When I halved the volume like you said, it works out to be 135 g/mol for MW, which would make everything fit for the benzoic acid guess (if that is the one you are referring to). However, I was a little confused about what you meant. Here is what I think you meant, please correct me:

1. NaOH should act as a nucleophile, so that means it should either react in Sn1 or Sn2 with benzoic acid (which carbon specificically im not sure). Therefore it is able to react with nucleophilic substitution at the same time as it goes into neutralization with NaoH. This is very vague, please clarify or correct me.

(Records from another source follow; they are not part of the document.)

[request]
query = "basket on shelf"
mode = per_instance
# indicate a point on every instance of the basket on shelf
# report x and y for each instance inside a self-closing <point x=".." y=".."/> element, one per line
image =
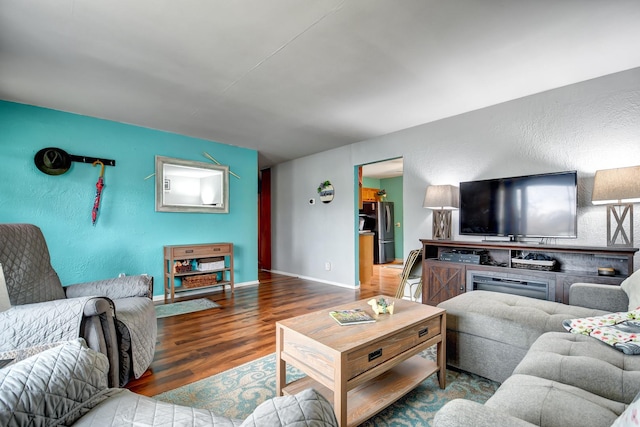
<point x="200" y="280"/>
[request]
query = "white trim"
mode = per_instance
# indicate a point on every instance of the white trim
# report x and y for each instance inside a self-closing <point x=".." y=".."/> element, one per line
<point x="341" y="285"/>
<point x="160" y="298"/>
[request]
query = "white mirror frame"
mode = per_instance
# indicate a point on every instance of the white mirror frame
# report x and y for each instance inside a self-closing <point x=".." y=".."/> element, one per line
<point x="174" y="175"/>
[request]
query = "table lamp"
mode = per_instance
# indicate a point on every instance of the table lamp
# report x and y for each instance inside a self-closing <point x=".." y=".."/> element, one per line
<point x="442" y="199"/>
<point x="618" y="189"/>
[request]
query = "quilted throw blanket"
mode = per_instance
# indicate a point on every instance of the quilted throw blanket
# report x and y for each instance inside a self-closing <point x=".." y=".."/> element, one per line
<point x="619" y="330"/>
<point x="41" y="323"/>
<point x="55" y="387"/>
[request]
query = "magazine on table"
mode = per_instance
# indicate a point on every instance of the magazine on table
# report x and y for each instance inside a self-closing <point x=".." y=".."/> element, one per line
<point x="351" y="317"/>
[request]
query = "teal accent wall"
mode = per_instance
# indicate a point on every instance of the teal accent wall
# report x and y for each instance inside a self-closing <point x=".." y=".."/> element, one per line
<point x="129" y="234"/>
<point x="393" y="186"/>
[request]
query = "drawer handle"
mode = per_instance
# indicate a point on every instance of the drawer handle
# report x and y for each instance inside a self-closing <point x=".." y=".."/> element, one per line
<point x="375" y="354"/>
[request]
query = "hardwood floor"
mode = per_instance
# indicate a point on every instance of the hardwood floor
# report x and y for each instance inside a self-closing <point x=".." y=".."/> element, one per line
<point x="197" y="345"/>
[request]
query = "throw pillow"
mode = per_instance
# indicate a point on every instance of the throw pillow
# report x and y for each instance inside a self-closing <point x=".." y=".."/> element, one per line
<point x="619" y="330"/>
<point x="5" y="304"/>
<point x="631" y="416"/>
<point x="631" y="286"/>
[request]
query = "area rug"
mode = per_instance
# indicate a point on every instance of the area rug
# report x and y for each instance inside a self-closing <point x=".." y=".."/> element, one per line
<point x="236" y="393"/>
<point x="182" y="307"/>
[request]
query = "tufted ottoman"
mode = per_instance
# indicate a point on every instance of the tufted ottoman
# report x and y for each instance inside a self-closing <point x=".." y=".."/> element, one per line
<point x="489" y="333"/>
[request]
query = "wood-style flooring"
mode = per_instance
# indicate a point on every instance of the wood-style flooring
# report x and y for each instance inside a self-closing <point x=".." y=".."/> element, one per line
<point x="197" y="345"/>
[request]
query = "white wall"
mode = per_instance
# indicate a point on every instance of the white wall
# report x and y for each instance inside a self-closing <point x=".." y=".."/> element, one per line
<point x="585" y="127"/>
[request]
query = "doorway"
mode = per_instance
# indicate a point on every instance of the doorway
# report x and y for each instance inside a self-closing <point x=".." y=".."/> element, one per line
<point x="380" y="182"/>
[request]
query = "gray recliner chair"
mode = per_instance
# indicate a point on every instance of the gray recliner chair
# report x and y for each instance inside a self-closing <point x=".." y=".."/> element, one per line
<point x="115" y="317"/>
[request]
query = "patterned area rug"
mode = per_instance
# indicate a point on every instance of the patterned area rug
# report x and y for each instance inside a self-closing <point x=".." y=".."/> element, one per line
<point x="182" y="307"/>
<point x="235" y="393"/>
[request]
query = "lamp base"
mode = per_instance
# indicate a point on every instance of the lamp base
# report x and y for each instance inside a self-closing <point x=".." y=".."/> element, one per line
<point x="617" y="216"/>
<point x="441" y="224"/>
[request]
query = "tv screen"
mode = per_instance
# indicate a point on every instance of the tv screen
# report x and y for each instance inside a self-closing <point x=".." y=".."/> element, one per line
<point x="526" y="206"/>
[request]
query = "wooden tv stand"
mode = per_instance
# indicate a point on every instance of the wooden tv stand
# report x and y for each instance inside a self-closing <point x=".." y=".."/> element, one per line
<point x="442" y="280"/>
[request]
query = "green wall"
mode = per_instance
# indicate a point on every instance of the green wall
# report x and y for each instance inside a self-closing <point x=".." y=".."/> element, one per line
<point x="129" y="234"/>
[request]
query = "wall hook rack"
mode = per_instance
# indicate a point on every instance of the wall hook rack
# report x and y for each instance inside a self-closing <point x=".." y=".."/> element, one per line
<point x="87" y="159"/>
<point x="56" y="161"/>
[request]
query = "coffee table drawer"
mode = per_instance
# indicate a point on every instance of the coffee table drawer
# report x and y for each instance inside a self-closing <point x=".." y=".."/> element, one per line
<point x="381" y="351"/>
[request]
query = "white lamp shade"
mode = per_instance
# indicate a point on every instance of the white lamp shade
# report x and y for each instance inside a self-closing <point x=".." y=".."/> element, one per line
<point x="621" y="185"/>
<point x="441" y="197"/>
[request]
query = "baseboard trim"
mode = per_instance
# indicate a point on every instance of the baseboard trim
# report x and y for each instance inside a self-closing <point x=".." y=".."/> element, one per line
<point x="314" y="279"/>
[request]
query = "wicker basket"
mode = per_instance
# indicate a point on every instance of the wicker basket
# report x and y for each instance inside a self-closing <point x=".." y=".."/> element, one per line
<point x="200" y="280"/>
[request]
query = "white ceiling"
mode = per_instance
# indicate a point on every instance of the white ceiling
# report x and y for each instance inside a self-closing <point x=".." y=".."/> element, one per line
<point x="291" y="78"/>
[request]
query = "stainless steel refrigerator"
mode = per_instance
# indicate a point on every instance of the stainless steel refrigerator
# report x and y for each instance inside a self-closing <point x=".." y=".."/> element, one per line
<point x="379" y="219"/>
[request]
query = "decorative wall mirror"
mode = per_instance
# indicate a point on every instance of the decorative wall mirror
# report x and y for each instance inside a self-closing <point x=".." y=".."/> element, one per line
<point x="190" y="186"/>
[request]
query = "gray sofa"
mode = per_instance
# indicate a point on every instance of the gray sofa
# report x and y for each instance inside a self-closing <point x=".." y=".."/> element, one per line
<point x="115" y="316"/>
<point x="67" y="385"/>
<point x="549" y="376"/>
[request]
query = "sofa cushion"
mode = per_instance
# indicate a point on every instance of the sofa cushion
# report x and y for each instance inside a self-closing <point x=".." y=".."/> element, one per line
<point x="125" y="408"/>
<point x="305" y="408"/>
<point x="631" y="416"/>
<point x="543" y="402"/>
<point x="512" y="319"/>
<point x="619" y="330"/>
<point x="585" y="363"/>
<point x="631" y="286"/>
<point x="5" y="303"/>
<point x="54" y="387"/>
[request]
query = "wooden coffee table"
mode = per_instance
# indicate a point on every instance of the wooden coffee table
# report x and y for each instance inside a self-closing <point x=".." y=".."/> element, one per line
<point x="362" y="368"/>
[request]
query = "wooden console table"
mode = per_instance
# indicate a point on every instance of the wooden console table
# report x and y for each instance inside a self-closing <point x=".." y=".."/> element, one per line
<point x="223" y="274"/>
<point x="442" y="280"/>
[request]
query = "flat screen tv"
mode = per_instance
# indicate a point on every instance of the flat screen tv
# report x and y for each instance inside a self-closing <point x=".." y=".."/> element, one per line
<point x="524" y="206"/>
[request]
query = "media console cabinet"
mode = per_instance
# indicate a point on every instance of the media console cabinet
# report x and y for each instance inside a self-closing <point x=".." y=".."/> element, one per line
<point x="442" y="280"/>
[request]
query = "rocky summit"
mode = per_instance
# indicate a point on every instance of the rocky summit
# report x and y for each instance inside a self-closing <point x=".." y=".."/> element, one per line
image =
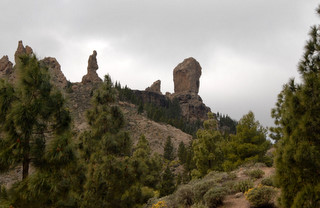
<point x="155" y="87"/>
<point x="92" y="75"/>
<point x="6" y="67"/>
<point x="186" y="76"/>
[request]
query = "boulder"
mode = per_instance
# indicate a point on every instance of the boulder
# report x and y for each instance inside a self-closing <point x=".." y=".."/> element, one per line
<point x="57" y="77"/>
<point x="155" y="87"/>
<point x="22" y="50"/>
<point x="186" y="76"/>
<point x="192" y="107"/>
<point x="92" y="76"/>
<point x="6" y="67"/>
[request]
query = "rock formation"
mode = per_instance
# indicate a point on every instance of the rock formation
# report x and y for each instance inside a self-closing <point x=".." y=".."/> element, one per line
<point x="6" y="67"/>
<point x="155" y="87"/>
<point x="22" y="50"/>
<point x="186" y="87"/>
<point x="186" y="76"/>
<point x="92" y="76"/>
<point x="57" y="77"/>
<point x="192" y="107"/>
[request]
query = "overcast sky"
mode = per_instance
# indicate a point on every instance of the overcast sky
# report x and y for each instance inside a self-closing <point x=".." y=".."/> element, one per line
<point x="247" y="48"/>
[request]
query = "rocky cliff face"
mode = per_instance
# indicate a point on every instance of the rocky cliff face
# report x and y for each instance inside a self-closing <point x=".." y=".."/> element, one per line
<point x="186" y="76"/>
<point x="57" y="77"/>
<point x="6" y="67"/>
<point x="155" y="87"/>
<point x="92" y="76"/>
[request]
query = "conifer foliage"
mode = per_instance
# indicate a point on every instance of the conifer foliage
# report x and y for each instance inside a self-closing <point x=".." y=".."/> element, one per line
<point x="298" y="131"/>
<point x="35" y="129"/>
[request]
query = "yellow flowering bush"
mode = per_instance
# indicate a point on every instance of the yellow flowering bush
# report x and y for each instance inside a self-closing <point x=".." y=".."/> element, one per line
<point x="160" y="204"/>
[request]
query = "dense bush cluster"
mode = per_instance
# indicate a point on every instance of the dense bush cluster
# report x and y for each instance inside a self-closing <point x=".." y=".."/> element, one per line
<point x="261" y="196"/>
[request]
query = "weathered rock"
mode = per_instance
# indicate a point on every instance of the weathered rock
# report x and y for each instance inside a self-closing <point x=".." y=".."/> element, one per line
<point x="152" y="97"/>
<point x="6" y="67"/>
<point x="92" y="76"/>
<point x="57" y="77"/>
<point x="29" y="50"/>
<point x="186" y="76"/>
<point x="20" y="50"/>
<point x="155" y="87"/>
<point x="192" y="107"/>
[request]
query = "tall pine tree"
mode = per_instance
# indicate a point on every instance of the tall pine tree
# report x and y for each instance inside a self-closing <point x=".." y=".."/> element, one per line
<point x="112" y="178"/>
<point x="35" y="129"/>
<point x="298" y="131"/>
<point x="31" y="114"/>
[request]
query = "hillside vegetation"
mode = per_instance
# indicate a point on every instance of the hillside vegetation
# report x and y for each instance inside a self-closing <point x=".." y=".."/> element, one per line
<point x="92" y="144"/>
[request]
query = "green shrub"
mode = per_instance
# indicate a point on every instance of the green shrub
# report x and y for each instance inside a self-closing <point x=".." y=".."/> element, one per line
<point x="147" y="193"/>
<point x="243" y="186"/>
<point x="184" y="195"/>
<point x="199" y="205"/>
<point x="261" y="196"/>
<point x="200" y="188"/>
<point x="232" y="175"/>
<point x="268" y="161"/>
<point x="255" y="173"/>
<point x="214" y="197"/>
<point x="267" y="181"/>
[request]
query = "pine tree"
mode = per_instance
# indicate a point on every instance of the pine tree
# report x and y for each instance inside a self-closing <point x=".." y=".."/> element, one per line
<point x="31" y="113"/>
<point x="35" y="126"/>
<point x="112" y="178"/>
<point x="167" y="183"/>
<point x="147" y="167"/>
<point x="168" y="151"/>
<point x="182" y="153"/>
<point x="298" y="131"/>
<point x="207" y="149"/>
<point x="250" y="143"/>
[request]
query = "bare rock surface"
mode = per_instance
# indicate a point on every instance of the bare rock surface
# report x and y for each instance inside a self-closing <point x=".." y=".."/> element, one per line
<point x="155" y="87"/>
<point x="6" y="66"/>
<point x="186" y="76"/>
<point x="22" y="50"/>
<point x="57" y="77"/>
<point x="192" y="107"/>
<point x="92" y="76"/>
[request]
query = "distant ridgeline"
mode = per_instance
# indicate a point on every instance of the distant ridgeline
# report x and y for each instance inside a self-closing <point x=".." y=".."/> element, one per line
<point x="158" y="108"/>
<point x="184" y="108"/>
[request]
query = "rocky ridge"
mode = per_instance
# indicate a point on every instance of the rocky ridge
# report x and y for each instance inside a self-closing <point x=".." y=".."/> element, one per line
<point x="78" y="96"/>
<point x="155" y="87"/>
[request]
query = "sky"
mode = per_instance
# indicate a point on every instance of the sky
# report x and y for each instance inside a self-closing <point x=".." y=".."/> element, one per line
<point x="247" y="48"/>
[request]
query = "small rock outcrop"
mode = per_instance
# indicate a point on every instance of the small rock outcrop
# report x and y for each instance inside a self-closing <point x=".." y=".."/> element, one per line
<point x="192" y="106"/>
<point x="22" y="50"/>
<point x="6" y="66"/>
<point x="92" y="76"/>
<point x="186" y="76"/>
<point x="155" y="87"/>
<point x="57" y="78"/>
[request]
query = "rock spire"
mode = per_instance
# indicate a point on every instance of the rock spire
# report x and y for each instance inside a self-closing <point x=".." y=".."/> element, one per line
<point x="92" y="76"/>
<point x="186" y="76"/>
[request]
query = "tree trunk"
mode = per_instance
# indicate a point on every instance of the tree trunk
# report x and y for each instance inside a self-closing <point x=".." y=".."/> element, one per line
<point x="26" y="159"/>
<point x="25" y="166"/>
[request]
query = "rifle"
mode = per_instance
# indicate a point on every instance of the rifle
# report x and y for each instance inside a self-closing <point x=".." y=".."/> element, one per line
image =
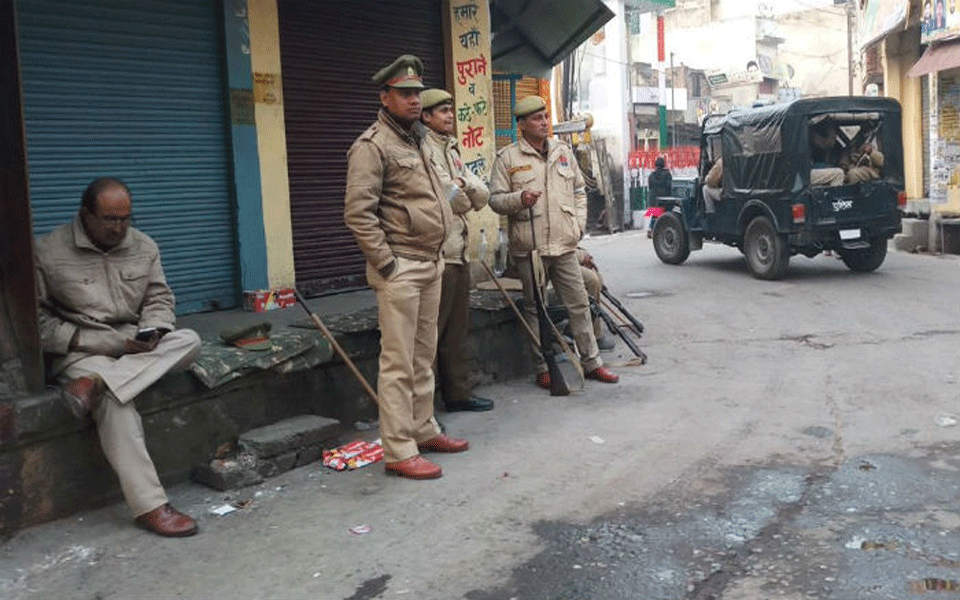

2. I was actually thinking about Le chatelier's principle. From my sheet I actually had the first pink appearing when it was 7 mL or 8 mL, but when i twirled the erlenmeyer, it disappeared. So I figured that perhaps that was the real endpoint, but since the amount of hydronium ions has decrease (in the neutralization) according to le chatelier, the acid must dissociate (with the Pka constant) to bring up more hydronium to be neutralized.

[r4bbit_]

regarding the pKa value, I actually figured that out myself with a titration curve. My instructor only supplied me with the acid, he's strict like that.
The pKa value of 4.44 something is averaged, but I saw benzoic acid's pka, it is fairly close.

[r4bbit_]

O, sodium benzoate. NaOH + Benzoic acid also produces sodium benzoate. Therefore each drop of my base that is added to the acid, will also react with benzoic acid to produce to make sodium benzoate as opposed to reacting in the neutralization reaction, thus I actually have 2 reactions going on at the same time...Is that what you are referring to?